To understand the biological roots of these brain patterns, the team performed a transcriptomic analysis. They compared their imaging results with data from the Allen Human Brain Atlas. This allowed them to identify gene expression profiles associated with the brain regions identified in the study. This analysis highlighted a set of genes involved in synaptic transmission.
These genes are responsible for the regulation of glutamate, a key neurotransmitter in the brain. The analysis showed that these genes were expressed significantly in both excitatory and inhibitory neurons. This suggests that an imbalance in neural signaling may contribute to the compulsive nature of smartphone use.
Furthermore, the researchers examined the developmental timeline of these genes. They found that the expression of these specific genes peaks during infancy and adolescence. These periods are critical for brain maturation.
This finding implies that early neural development may set the stage for vulnerabilities to addictive behaviors later in life. Adolescence is a particularly sensitive period for the maturation of reward processing and emotion regulation.
Wang noted that the observed effects were small to moderate but remained statistically stable even after controlling for various demographic factors.
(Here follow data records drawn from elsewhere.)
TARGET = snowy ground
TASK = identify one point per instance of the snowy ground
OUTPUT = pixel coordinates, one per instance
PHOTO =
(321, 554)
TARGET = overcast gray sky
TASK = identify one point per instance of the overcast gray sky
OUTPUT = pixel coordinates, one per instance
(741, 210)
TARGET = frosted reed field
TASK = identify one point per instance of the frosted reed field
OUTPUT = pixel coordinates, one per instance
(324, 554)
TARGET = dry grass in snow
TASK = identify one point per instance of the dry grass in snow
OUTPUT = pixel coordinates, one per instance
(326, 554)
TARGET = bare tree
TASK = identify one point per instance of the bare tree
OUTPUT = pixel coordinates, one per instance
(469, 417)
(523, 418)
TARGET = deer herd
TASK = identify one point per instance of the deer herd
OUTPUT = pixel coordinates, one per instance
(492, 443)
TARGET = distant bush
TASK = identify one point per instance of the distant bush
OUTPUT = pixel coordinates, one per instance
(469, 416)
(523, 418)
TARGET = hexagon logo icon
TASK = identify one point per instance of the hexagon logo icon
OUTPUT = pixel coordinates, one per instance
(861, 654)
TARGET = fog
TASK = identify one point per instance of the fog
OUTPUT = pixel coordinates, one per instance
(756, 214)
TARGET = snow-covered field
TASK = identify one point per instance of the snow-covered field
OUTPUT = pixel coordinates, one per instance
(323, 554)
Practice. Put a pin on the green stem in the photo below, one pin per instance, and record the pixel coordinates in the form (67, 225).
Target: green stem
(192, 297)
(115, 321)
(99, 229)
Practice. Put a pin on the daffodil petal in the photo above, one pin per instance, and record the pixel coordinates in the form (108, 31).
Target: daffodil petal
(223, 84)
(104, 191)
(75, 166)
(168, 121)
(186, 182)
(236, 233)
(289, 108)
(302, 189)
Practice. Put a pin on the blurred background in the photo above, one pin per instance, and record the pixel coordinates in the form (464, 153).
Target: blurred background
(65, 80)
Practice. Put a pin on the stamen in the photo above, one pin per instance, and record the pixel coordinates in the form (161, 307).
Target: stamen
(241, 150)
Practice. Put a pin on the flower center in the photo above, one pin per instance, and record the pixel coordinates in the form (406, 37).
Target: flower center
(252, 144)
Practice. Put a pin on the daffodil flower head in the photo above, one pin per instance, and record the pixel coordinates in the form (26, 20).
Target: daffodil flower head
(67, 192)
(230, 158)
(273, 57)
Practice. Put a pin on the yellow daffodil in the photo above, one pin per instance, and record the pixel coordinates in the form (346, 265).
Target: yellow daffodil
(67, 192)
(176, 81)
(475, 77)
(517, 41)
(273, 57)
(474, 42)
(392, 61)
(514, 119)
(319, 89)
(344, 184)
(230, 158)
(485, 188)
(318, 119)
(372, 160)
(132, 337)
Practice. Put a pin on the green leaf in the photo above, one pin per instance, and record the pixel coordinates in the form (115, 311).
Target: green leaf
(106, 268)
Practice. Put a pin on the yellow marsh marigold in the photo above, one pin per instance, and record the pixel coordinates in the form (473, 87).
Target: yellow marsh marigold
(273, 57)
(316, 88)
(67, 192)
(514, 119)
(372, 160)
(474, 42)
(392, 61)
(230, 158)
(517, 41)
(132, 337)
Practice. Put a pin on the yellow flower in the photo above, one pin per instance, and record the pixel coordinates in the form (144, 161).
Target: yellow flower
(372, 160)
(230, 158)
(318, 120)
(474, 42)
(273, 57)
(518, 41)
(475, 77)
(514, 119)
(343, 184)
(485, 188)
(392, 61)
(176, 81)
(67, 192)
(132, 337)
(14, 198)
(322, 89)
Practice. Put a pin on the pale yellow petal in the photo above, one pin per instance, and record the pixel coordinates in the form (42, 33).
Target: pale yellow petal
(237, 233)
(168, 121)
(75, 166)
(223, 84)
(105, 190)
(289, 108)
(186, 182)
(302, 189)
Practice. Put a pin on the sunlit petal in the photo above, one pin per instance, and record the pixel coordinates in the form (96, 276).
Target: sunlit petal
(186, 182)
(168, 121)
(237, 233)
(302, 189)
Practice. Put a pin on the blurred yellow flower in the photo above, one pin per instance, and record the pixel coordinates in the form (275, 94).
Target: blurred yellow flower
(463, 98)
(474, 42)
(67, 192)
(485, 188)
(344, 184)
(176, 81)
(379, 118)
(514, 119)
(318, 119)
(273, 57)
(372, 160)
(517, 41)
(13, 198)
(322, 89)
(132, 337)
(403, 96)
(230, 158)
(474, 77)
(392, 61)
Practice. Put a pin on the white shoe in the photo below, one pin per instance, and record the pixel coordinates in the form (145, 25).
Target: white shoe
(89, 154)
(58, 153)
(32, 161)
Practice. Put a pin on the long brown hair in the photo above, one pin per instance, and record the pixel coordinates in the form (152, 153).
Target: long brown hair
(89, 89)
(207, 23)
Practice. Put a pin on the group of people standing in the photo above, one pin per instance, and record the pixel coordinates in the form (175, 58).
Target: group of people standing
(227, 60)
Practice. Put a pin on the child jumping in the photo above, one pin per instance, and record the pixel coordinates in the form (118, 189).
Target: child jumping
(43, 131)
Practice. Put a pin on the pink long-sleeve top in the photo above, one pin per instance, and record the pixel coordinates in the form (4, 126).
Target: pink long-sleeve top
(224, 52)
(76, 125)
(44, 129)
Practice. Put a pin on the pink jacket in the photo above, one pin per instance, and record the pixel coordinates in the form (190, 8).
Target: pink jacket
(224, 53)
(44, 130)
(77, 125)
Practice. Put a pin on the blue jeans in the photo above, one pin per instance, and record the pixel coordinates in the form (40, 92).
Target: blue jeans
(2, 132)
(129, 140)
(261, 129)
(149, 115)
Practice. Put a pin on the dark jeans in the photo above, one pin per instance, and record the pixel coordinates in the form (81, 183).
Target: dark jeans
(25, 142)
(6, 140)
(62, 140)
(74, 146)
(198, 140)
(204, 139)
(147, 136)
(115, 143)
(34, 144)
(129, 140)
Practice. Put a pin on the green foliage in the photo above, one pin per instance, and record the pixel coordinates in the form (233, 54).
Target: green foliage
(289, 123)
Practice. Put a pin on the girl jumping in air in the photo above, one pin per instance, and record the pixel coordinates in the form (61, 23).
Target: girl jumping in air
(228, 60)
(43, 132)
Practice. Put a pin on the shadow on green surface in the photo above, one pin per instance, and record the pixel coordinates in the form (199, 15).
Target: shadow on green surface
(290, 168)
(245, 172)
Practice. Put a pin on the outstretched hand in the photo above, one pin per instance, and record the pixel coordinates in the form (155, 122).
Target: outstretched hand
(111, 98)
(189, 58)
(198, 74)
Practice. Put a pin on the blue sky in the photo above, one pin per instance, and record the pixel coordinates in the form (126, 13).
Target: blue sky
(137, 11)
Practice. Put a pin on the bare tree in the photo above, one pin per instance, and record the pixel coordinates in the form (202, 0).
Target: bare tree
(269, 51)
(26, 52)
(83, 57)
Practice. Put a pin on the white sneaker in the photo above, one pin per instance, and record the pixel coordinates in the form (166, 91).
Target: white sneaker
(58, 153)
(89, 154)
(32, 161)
He emphasized that these findings should be viewed as population-level risk markers rather than diagnostic tools, as no single brain region determines whether a person will develop an addiction. These neural patterns represent just one piece of a larger puzzle.
“For the average reader, an important takeaway is that problematic smartphone use is not just about ‘weak willpower,'” Wang told PsyPost. “It reflects the long-term interaction of brain systems involved in self-related processing, emotion regulation, and social motivation. Paying attention to one’s emotional state (e.g., anxiety, low mood) and to anxiety about ‘missing out’ may be a key entry point for preventing loss of control over smartphone use.”
The study sheds light on the neurobiological basis of smartphone struggles, but it has certain limitations. The reliance on self-reported surveys for smartphone use may introduce subjective bias compared to objective digital logs. The sample consisted primarily of young adult university students. This means the results might not apply to children or older adults.
Additionally, the transcriptomic analysis relied on a post-mortem brain atlas rather than genetic data from the participants themselves. This provides a general correlation rather than a direct genetic link for the specific individuals in the study.
Looking ahead, the researchers aim to integrate objective tracking of smartphone usage data to create more accurate behavioral trajectories. They also plan to investigate whether psychological interventions can modify these brain patterns. Expanding the study to include adolescents would help clarify how these brain networks develop during critical periods of maturation.
“We hope this research can help shift discussions about problematic smartphone use away from simple moral judgments and generational conflicts, and toward a more evidence-based understanding that integrates psychological and biological foundations,” Wang said. “If we treat FoMO and negative affect as key nodes in this system, we can adopt a more compassionate view of people who ‘cannot put their phones down’: they are often using their phones to compensate for emotional gaps or social worries in real life, rather than simply lacking willpower.”
“From the perspective of public policy and educational practice, we hope this line of work can inform more nuanced and gentle interventions—for example, better design of digital environments, stronger emotional education, and improved social support—rather than relying on crude, blanket bans on smartphone use.”
The study, “Anterior-posterior dissociation of default mode network predicts problematic smartphone use: A multi-site longitudinal and transcriptomic analysis,” was authored by Qiang Wang, Jinlian Wang, Xiang Li, Chang Liu, Pinchun Wang, and Weipeng Jin.